Prononcé publiquement au tribunal judiciaire de Strasbourg, le 15 novembre 2024 à h .
Le greffier, Le juge des libertés et de la détention,
qui ont signé l’original de l’ordonnance.
Pour information de la personne retenue:
— La présente ordonnance est susceptible d’appel devant le premier président de la cour d’appel de [Localité 14] dans les 24 heures de son prononcé. Le délai d’appel qui expirerait normalement un samedi, un dimanche ou un jour férié ou chômé, est prorogé jusqu’au premier jour ouvrable suivant. Le premier président est saisi par une déclaration écrite motivée, transmise par tout moyen au greffe de la cour d’appel de [Localité 14], par courriel à l’adresse [Courriel 17]. Cet appel n’est pas suspensif.
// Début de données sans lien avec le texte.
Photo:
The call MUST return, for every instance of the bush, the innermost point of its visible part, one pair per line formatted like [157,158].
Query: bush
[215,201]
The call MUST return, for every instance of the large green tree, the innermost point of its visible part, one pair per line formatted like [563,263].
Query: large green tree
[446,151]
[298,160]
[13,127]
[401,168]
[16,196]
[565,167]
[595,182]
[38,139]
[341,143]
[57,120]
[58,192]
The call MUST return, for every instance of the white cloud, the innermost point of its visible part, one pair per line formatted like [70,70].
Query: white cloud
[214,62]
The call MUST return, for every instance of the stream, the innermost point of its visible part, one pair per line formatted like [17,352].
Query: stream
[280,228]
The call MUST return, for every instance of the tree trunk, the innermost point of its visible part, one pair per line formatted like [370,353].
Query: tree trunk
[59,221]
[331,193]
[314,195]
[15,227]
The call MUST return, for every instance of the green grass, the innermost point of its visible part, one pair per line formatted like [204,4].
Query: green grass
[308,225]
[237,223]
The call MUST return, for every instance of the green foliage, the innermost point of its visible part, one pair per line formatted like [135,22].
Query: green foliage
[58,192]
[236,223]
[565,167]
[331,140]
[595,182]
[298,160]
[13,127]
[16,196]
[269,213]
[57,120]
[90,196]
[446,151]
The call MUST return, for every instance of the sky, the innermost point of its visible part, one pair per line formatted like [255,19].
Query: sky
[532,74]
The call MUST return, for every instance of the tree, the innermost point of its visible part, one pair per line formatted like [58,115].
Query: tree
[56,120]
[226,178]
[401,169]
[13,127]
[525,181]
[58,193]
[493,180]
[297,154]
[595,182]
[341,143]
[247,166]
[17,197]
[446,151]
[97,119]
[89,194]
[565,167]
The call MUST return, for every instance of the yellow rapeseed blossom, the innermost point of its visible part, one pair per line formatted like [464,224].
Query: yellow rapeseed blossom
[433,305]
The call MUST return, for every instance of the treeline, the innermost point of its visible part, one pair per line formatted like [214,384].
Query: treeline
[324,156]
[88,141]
L’intéressé est maintenu à disposition de la justice jusqu’à l’audience qui se tiendra à la cour d’appel.
— Vous pouvez, pendant toute la durée de votre rétention, demander l’assistance d’un interprète, d’un avocat ainsi que d’un médecin, et communiquer avec votre consulat ou toute personne de votre choix.
— Vous avez également le droit de contacter toute organisation et nationale, internationale ou non gouvernementale compétente pour visiter les lieux de rétention, notamment :
• le Contrôleur général des lieux de privation de liberté ([Adresse 6] ; www.cglpl.fr ; tél. : [XXXXXXXX03] ; fax : 01.42.38.85.32) ;
• le Défenseur des droits ([Adresse 10] ; tél. : [XXXXXXXX05]) ;
• France Terre d’Asile ([Adresse 7] ; tél. : [XXXXXXXX02]) ;
• Forum Réfugiés Cosi ([Adresse 8] ; tél. : [XXXXXXXX04]) ;
• Médecins sans frontières – MSF ([Adresse 11] ; tél. : [XXXXXXXX01]).
— ASSFAM – Groupe SOS Solidarités est à votre disposition, sans formalité, pour vous aider dans l’exercice effectif de vos droits, aux heures d’accueil précisées par le règlement intérieur.
— Vous pouvez aussi demander, à tout moment, qu’il soit mis fin à votre rétention par simple requête, motivée et signée, adressée au juge des libertés et de la détention par tout moyen, accompagnée de toutes les pièces justificatives.
Reçu le 15 novembre 2024, dans une langue comprise, notification de la présente ordonnance avec remise d’une copie intégrale, information du délai d’appel et des modalités d’exercice de cette voie de recours, ainsi que le rappel des droits en rétention.
La personne retenue, présente par visioconférence,
Copie intégrale de la présente ordonnance a été transmise par l’intermédiaire d’un moyen de télécommunication comportant un accusé de réception, le 15 novembre 2024, à l’avocat du M. LE PRÉFET DU HAUT-RHIN, absent au prononcé de la décision.
Copie intégrale de la présente ordonnance a été transmise par l’intermédiaire d’un moyen de télécommunication comportant un accusé de réception, le 15 novembre 2024, à l’avocat de la personne retenue, absent au prononcé de la décision.
La présente ordonnance a été portée à la connaissance du procureur de la République, le 15 novembre 2024 à ________ heures
Le greffier
Nous ………………………………………………………………, procureur de la République près le tribunal judiciaire de Strasbourg, déclarons ne pas Nous opposer à la mise à exécution de la présente ordonnance.
le ……………………………………… à ……………………………………… heures.
Le procureur de la République,
Nous ………………………………………………………………, procureur de la République près le tribunal judiciaire de Strasbourg, déclarons Nous opposer à la mise à exécution de la présente ordonnance.
le ……………………………………… à ……………………………………… heures.